Charged After Canceling? How to Actually Stop an AI Subscription

Everyday life Tutorial7 min read·Updated July 11, 2026
The short answer

Most post-cancellation charges happen because the subscription runs through Apple or Google, not the service's website — so canceling on the website doesn't stop the App Store charge. Find where you're being billed first, then cancel there. If charges continue after your cancellation date, you're entitled to a refund, and if the company won't help, your bank can reverse the charge.

You canceled your subscription — or thought you did. Then the charge appeared on your statement again. Before assuming something went wrong on the company's end, it's worth knowing that this situation is common enough that OpenAI's own support pages warn about it. The reason it happens almost always comes down to the same thing: there are two separate billing paths for most AI services, and canceling in one place does nothing about the other.

Why Canceling in the Wrong Place Does Nothing

AI services like ChatGPT, Gemini, and others can be paid for in two completely different ways: through the service's own website (billed directly to your card), or through an app you downloaded on your iPhone or Android phone (billed through Apple or Google). These are entirely separate billing relationships.

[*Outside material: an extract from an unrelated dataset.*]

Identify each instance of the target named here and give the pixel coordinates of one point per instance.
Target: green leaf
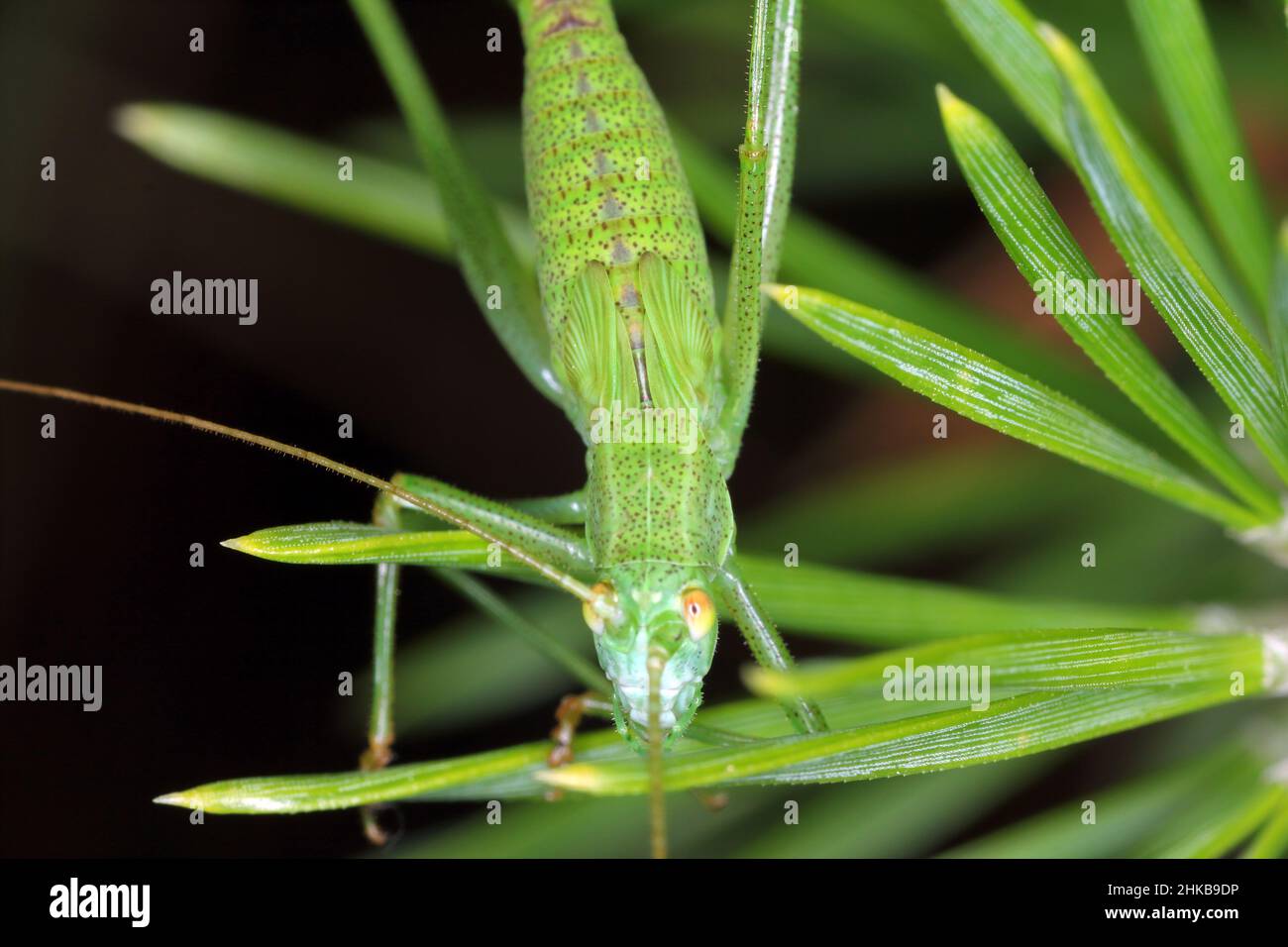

OpenAI's help center explicitly warns that it's possible to end up with two active subscriptions at the same time — one through the web and one through the App Store — if you signed up through both. And here's the part that catches most people: if you subscribed through the iPhone app, Apple controls the billing. Canceling on ChatGPT.com doesn't cancel the Apple charge. Only Apple can do that.

The same is true in reverse. Canceling through your iPhone settings only stops the App Store subscription. A separate web subscription keeps going.

Find out where you're actually being billed

Before you can cancel anything, you need to know who's actually charging you. Look at the charge on your bank or credit card statement.

  • If it says Apple or Apple.com/bill — even if the description mentions ChatGPT or another AI service — the billing is through the App Store.
  • If it says Google Play or Google*Service Name, it's through Google.
  • If it shows the service name directly (OpenAI, Google, Anthropic, etc.) without Apple or Google, it's a direct web subscription.

You can also check from the service's account page. Log into the website and look for a billing or subscription section in your account settings. If it shows no active paid subscription, the payment is going through an app store, not the website.

Check whether you have two subscriptions running at once

This step surprises people, but it's worth doing before you cancel anything. Check both places: the service's website billing page AND your phone's app store subscriptions.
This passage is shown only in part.